The Cartesian product of two rowsets is a rowset containing all possible combinations of rows from the first two rowsets. These row combinations are called tuples. Figure 1, page 2, shows how a Cartesian product operation works. In Figure 1, joining rowset A and rowset B produces the Cartesian product that rowset C shows.
In T-SQL, you can use the CROSS JOIN logical operator to obtain the Cartesian product of two or more rowsets. The following code example shows how to obtain the Cartesian product of two rowsets:
SELECT * FROM A CROSS JOIN B
The next example shows how to obtain the Cartesian product of three rowsets:
SELECT * FROM A CROSS JOIN B CROSS JOIN C
Generating Number and Date Sequences in T-SQL
To generate a sequence of numbers, you can use an operation that creates a Cartesian product, as Listing 1 shows. The first block of SELECT statements, combined by UNION ALL operators, results in a one-column rowset that contains the 10 numbers 0, 1, 2, 3, 4, 5, 6, 7, 8, and 9. The second block of SELECT statements results in a rowset containing the numbers 0, 10, 20, 30, 40, 50, 60, 70, 80, and 90. The CROSS JOIN operator after the first block of SELECT statements produces a two-column rowset, which contains the following pairs: (0, 0), (0, 10), ... (0, 90); (1, 0), (1, 10), ... (1, 90); ... (9, 0), (9, 10), ... (9, 90). The outer SELECT statement sums the members of each pair to obtain a sequence of numbers from 0 to 99.

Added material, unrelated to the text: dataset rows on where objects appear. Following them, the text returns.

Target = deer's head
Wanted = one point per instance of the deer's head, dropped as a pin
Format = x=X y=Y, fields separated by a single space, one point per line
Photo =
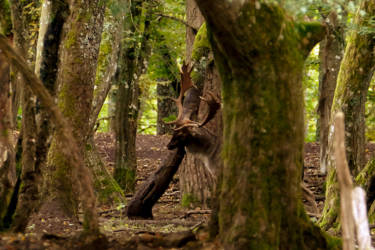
x=192 y=134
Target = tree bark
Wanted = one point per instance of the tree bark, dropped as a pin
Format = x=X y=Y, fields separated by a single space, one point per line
x=5 y=18
x=64 y=135
x=132 y=62
x=7 y=159
x=149 y=193
x=263 y=124
x=331 y=53
x=75 y=78
x=350 y=96
x=166 y=107
x=28 y=195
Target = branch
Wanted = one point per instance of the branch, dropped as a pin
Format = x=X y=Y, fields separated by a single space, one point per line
x=177 y=19
x=311 y=33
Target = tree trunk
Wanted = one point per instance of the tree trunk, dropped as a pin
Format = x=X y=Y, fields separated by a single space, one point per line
x=195 y=180
x=132 y=62
x=76 y=83
x=107 y=62
x=7 y=161
x=64 y=135
x=331 y=53
x=350 y=96
x=5 y=18
x=263 y=124
x=149 y=193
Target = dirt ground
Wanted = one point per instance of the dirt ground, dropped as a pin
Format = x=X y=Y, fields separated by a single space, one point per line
x=172 y=223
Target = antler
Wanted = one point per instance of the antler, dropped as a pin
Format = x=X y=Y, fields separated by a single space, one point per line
x=183 y=118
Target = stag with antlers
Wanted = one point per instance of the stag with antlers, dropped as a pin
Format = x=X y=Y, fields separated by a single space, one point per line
x=188 y=134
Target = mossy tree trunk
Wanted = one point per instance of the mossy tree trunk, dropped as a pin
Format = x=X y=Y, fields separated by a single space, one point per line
x=7 y=154
x=263 y=124
x=132 y=62
x=167 y=89
x=107 y=189
x=5 y=18
x=24 y=16
x=196 y=181
x=350 y=96
x=331 y=53
x=80 y=45
x=7 y=161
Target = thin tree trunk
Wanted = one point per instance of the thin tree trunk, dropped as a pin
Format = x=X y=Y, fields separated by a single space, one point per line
x=75 y=79
x=133 y=60
x=7 y=159
x=107 y=63
x=69 y=148
x=263 y=124
x=350 y=96
x=29 y=193
x=196 y=181
x=331 y=53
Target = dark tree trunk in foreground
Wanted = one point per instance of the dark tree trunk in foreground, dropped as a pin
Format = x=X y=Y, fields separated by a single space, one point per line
x=132 y=62
x=196 y=181
x=76 y=83
x=166 y=108
x=263 y=125
x=355 y=74
x=29 y=193
x=69 y=149
x=331 y=53
x=149 y=193
x=192 y=135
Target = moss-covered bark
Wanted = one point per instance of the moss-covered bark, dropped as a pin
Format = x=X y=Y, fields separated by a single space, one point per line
x=5 y=18
x=7 y=154
x=132 y=62
x=107 y=190
x=76 y=76
x=350 y=96
x=263 y=124
x=24 y=15
x=331 y=52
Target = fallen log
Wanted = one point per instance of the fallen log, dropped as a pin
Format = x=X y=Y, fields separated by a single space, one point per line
x=140 y=207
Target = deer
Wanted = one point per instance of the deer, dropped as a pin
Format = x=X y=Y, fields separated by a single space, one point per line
x=197 y=139
x=189 y=135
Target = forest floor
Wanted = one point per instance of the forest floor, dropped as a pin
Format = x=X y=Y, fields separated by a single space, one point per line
x=172 y=223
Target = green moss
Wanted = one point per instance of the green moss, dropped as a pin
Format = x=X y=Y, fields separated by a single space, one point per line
x=125 y=178
x=188 y=199
x=71 y=38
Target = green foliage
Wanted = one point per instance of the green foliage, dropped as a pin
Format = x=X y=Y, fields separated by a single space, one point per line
x=147 y=122
x=169 y=118
x=311 y=87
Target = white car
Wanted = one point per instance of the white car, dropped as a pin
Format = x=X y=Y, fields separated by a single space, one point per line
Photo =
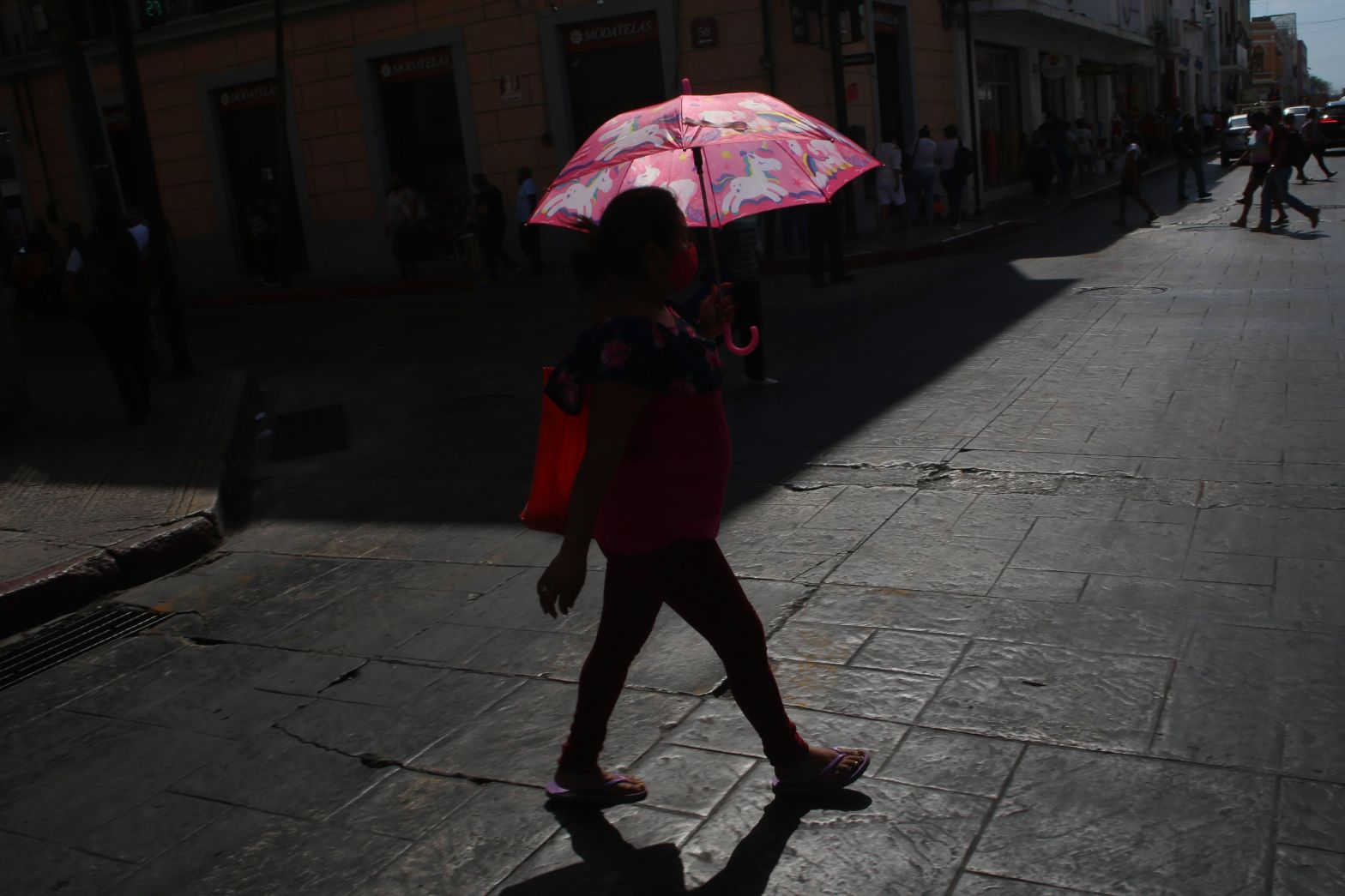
x=1233 y=141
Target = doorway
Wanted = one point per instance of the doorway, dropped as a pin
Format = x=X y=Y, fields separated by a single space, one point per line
x=248 y=134
x=612 y=66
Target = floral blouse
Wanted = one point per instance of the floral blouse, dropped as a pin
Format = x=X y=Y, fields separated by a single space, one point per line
x=639 y=352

You can use this technique to generate a wider range of sequences. For example, to obtain a sequence of numbers from 0 to 9999, add two SELECT blocksone for hundreds and one for thousandsas Listing 2 shows. Again, the outer SELECT statement sums members of each tuple to obtain the number sequence. Each tuple now contains four members because four source rowsets are used in the operation that created the Cartesian product.

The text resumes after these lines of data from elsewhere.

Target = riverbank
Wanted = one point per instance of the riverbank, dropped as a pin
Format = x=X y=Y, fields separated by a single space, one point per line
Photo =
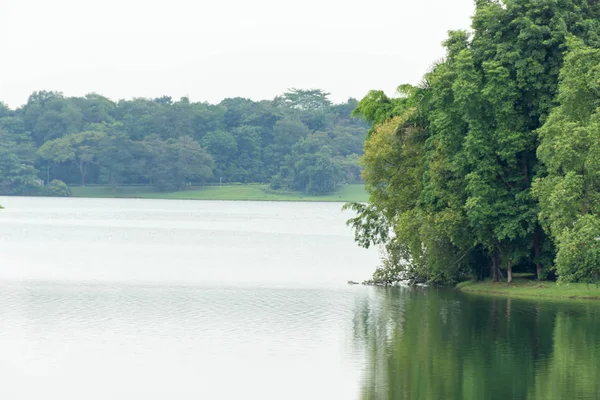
x=522 y=287
x=251 y=192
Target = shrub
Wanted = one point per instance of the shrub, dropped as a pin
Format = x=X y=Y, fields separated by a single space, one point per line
x=58 y=188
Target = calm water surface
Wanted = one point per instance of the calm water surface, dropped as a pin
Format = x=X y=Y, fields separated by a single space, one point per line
x=155 y=299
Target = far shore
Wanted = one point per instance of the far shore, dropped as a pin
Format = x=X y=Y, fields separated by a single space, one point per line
x=533 y=289
x=249 y=192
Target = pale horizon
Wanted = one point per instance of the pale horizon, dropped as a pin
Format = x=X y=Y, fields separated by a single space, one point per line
x=211 y=51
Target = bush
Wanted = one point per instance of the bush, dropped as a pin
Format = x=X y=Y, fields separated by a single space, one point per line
x=58 y=188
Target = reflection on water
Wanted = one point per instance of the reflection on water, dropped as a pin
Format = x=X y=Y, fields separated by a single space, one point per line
x=440 y=344
x=134 y=299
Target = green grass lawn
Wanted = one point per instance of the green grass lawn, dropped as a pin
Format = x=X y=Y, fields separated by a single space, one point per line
x=226 y=192
x=522 y=287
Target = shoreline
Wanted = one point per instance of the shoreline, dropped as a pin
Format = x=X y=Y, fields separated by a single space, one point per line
x=532 y=289
x=249 y=192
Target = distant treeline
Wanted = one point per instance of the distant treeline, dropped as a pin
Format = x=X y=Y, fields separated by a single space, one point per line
x=298 y=141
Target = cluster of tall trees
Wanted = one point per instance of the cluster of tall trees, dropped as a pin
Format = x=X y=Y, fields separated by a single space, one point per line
x=298 y=141
x=492 y=162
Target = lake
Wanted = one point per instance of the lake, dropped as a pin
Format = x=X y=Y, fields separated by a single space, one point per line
x=156 y=299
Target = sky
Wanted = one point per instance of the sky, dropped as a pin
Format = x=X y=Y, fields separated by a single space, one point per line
x=211 y=50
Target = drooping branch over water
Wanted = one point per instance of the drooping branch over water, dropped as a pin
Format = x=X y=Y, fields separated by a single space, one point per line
x=490 y=165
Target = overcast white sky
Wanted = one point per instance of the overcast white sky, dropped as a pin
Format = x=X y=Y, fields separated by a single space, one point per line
x=210 y=50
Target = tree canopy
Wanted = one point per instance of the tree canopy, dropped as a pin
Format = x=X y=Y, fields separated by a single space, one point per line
x=171 y=144
x=491 y=160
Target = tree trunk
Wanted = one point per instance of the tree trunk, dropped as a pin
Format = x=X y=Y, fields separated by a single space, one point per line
x=536 y=252
x=525 y=167
x=82 y=171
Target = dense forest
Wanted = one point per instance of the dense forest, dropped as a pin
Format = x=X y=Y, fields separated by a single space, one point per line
x=299 y=141
x=492 y=163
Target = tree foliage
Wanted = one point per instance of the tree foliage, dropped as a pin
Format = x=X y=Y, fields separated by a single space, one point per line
x=171 y=144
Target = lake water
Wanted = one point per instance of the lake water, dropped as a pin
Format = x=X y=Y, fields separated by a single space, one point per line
x=152 y=299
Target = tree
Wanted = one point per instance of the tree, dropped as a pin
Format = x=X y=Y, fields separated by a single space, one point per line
x=305 y=100
x=450 y=163
x=569 y=150
x=55 y=152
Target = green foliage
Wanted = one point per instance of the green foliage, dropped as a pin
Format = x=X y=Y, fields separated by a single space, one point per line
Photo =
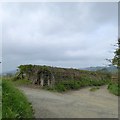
x=114 y=88
x=0 y=98
x=116 y=59
x=15 y=104
x=75 y=84
x=22 y=82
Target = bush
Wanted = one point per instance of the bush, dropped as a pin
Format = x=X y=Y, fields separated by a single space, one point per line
x=77 y=84
x=15 y=104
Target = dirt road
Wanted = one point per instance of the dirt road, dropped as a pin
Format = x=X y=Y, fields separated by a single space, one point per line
x=74 y=104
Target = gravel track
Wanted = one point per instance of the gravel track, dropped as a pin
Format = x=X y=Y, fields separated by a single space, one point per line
x=73 y=104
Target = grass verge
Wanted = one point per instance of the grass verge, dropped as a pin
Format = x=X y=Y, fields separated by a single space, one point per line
x=14 y=103
x=114 y=88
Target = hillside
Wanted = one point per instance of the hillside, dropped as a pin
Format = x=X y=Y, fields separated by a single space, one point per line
x=62 y=78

To generate a date sequence, you can use the number sequence technique and the T-SQL function DATEADD(). Suppose you need to generate a sequence of dates from 1/1/2001 to 3/1/2001. First, you generate the sequence of numbers from 0 to 59. Then, use DATEADD() to add each number to the starting date 1/1/2001 as a day count. Listing 3 shows the query that produces this date sequence. The inner SELECT statements are the sequence generators that produce numbers from 0 to 59. The outer SELECT statement uses DATEADD() to generate dates from 1/1/2001 to 3/1/2001 (a total of 59 days). By changing the value of DATEADD()'s first parameter to mm, ww, or hh, you can easily obtain month, week, or hour sequences.

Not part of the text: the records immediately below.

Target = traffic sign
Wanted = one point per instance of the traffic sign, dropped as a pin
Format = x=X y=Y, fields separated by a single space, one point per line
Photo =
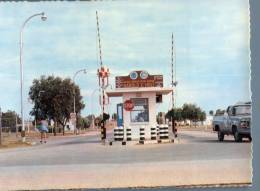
x=73 y=116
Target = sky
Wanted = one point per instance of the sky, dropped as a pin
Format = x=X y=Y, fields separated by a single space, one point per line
x=211 y=43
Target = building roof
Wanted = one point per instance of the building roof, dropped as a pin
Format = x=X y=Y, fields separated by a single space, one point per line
x=118 y=92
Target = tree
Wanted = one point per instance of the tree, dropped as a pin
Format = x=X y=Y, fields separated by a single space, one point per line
x=10 y=118
x=53 y=99
x=83 y=122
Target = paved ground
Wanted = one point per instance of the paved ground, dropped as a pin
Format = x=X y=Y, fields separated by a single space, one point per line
x=82 y=162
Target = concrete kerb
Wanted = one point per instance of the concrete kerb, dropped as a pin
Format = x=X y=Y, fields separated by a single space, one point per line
x=140 y=142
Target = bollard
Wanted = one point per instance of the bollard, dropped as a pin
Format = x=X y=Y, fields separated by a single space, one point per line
x=120 y=133
x=153 y=133
x=164 y=132
x=142 y=134
x=128 y=134
x=116 y=134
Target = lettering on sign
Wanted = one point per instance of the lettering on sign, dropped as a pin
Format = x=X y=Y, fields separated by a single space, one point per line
x=139 y=79
x=128 y=105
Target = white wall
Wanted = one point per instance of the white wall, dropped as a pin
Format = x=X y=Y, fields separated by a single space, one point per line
x=152 y=114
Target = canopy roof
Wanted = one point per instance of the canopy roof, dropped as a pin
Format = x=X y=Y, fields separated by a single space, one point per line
x=118 y=92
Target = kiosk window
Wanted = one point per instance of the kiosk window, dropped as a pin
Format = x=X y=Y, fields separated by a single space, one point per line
x=140 y=111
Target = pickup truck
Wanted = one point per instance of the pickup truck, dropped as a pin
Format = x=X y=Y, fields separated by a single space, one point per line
x=235 y=121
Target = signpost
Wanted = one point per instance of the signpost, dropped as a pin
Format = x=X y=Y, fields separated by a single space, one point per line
x=73 y=118
x=128 y=105
x=139 y=79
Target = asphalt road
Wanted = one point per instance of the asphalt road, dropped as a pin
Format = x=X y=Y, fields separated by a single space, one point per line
x=87 y=150
x=68 y=157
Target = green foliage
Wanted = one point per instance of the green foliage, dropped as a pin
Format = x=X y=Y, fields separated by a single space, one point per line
x=9 y=119
x=83 y=122
x=53 y=99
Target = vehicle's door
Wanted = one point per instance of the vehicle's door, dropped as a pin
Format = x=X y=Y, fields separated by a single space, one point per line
x=229 y=119
x=225 y=119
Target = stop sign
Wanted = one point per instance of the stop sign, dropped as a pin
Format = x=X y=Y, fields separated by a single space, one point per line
x=128 y=105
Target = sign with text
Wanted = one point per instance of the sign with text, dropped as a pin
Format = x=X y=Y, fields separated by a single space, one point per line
x=139 y=79
x=73 y=117
x=128 y=105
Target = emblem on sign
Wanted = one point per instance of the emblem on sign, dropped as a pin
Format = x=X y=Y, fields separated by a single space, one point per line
x=128 y=105
x=144 y=75
x=133 y=75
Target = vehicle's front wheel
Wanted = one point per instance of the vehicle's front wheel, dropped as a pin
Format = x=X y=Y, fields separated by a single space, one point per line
x=220 y=136
x=237 y=136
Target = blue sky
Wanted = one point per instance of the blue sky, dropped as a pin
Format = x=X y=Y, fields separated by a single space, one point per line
x=211 y=39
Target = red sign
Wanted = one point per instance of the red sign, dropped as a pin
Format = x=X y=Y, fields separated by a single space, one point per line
x=139 y=79
x=128 y=105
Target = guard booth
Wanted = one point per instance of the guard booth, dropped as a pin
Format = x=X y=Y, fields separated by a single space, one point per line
x=140 y=92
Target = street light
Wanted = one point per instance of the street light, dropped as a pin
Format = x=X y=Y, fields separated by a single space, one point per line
x=74 y=99
x=43 y=18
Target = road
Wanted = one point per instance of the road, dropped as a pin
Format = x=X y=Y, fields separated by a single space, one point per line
x=82 y=162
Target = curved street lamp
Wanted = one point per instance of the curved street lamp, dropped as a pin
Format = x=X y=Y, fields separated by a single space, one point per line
x=74 y=99
x=43 y=18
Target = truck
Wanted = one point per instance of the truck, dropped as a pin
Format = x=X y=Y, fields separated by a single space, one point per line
x=235 y=121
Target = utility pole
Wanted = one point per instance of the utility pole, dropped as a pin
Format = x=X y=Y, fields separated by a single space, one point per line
x=0 y=126
x=103 y=74
x=173 y=83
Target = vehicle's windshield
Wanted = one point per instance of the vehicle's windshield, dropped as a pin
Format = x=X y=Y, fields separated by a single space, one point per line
x=243 y=110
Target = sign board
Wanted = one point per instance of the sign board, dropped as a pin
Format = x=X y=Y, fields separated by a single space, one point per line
x=128 y=105
x=73 y=116
x=139 y=79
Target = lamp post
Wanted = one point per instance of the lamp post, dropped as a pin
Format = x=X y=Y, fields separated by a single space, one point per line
x=43 y=17
x=74 y=96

UDFs for Sequence Generation
You've probably noticed that the longer the sequence you want to generate, the longer and more cumbersome the T-SQL code becomes. In fact, when you use T-SQL SELECT statements to generate a sequence, the T-SQL code segment might be significantly larger than the code segment that uses the sequence values.
Fortunately, you can manage code length by using one of the most powerful features in SQL Server 2000table-valued UDFs. As its name suggests, this type of function returns a table; therefore, you can use table-valued UDFs anywhere that you can use a table or view in a T-SQL query. The optimal way to manage code length is to implement a sequence generator as a table-valued UDF. Then, you can simply reference the sequence generator's UDF in a FROM clause instead of writing a long, bulky code segment every time you need to generate a sequence.
Listing 4, page 4, shows two UDFs that implement a sequence generator. The fn_p() function generates one-column rowsets such as (0, 1, 2, 3, 4, 5, 6, 7, 8, 9) or (0, 10, 20, 30, 40, 50, 60, 70, 80, 90). These rowsets serve as "dimensions" for Cartesian product operations. First, the fn_p() function uses the value of the @exp parameter and the T-SQL function POWER() to calculate the power of 10. Then, fn_p() uses a block of SELECT statements linked by UNION ALL operators to generate the resulting rowset. The outer INSERT statement copies generated rows into the return variable @result. So, with a value of 0, the fn_p() function returns the rowset (0, 1, 2, 3, 4, 5, 6, 7, 8, 9), fn_p(1) returns the rowset (0, 10, 20, 30, 40, 50, 60, 70, 80, 90), and so on.